Aubes martiales
Père, tandis qu’ici j’attends que le devoir
Ordonne qu’à mon tour je m’apprête et me lève,
Je relis lentement un certain cahier noir.
Ses pages, par ta plume à la fois claire et brève,
Me redisent, après ces quarante-quatre ans,
Combien, dans le revers suprême, ils furent grands,
Ceux que la tradition désigna pour le bagne
Des prisons de la Prusse ou des forts d’Allemagne.
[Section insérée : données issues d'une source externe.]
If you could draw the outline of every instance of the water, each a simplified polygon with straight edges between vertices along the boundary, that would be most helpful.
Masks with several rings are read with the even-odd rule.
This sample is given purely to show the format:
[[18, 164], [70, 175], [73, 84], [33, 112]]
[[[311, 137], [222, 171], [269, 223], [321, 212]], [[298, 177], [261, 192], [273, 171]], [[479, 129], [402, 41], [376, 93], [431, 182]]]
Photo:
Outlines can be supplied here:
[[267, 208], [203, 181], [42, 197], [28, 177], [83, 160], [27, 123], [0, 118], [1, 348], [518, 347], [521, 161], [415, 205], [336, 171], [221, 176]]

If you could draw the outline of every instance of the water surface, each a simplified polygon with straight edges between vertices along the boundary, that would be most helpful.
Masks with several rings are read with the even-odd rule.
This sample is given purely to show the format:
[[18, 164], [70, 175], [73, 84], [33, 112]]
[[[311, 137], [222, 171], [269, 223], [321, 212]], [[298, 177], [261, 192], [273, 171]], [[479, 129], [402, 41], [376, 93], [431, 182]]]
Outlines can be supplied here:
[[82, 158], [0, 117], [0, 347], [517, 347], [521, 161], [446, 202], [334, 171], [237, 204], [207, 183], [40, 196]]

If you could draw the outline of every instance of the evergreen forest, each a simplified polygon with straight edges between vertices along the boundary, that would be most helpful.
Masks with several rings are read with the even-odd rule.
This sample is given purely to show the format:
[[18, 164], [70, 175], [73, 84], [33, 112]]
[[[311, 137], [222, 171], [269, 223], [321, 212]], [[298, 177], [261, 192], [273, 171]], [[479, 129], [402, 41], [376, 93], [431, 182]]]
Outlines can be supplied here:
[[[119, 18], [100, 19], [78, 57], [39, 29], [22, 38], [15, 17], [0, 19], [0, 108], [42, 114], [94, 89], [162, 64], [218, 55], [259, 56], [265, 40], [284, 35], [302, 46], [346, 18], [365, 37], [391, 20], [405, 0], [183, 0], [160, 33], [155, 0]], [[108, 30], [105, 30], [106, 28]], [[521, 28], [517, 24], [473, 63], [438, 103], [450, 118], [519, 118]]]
Je communie avec tes espoirs, tes rancœurs,
Ma poitrine se serre un peu dès qu’une ligne
Confronte les héros avec le chef indigne
Ou lorsqu’en quatre mots tu notes les rumeurs
Sinistres qui venaient de quelque coin de France...
Oh ! ces jours d’inertie ! Oh ! ces jours de souffrance...
Les beaux efforts perdus... Tout le sang infécond...
Cette force qu’on tient en laisse... Ces gens qu’on
Réserve, malgré tout, et qui sentent, farouches,
Entrer dans leur destin les évènements louches.
Ah ! comme je comprends, père, l’écœurement
De ceux qui, comme toi, jadis, ont sombrement,
D’heure en heure, sous les rigueurs d’un ciel sévère,
Bu cet amer calice et monté ce Calvaire !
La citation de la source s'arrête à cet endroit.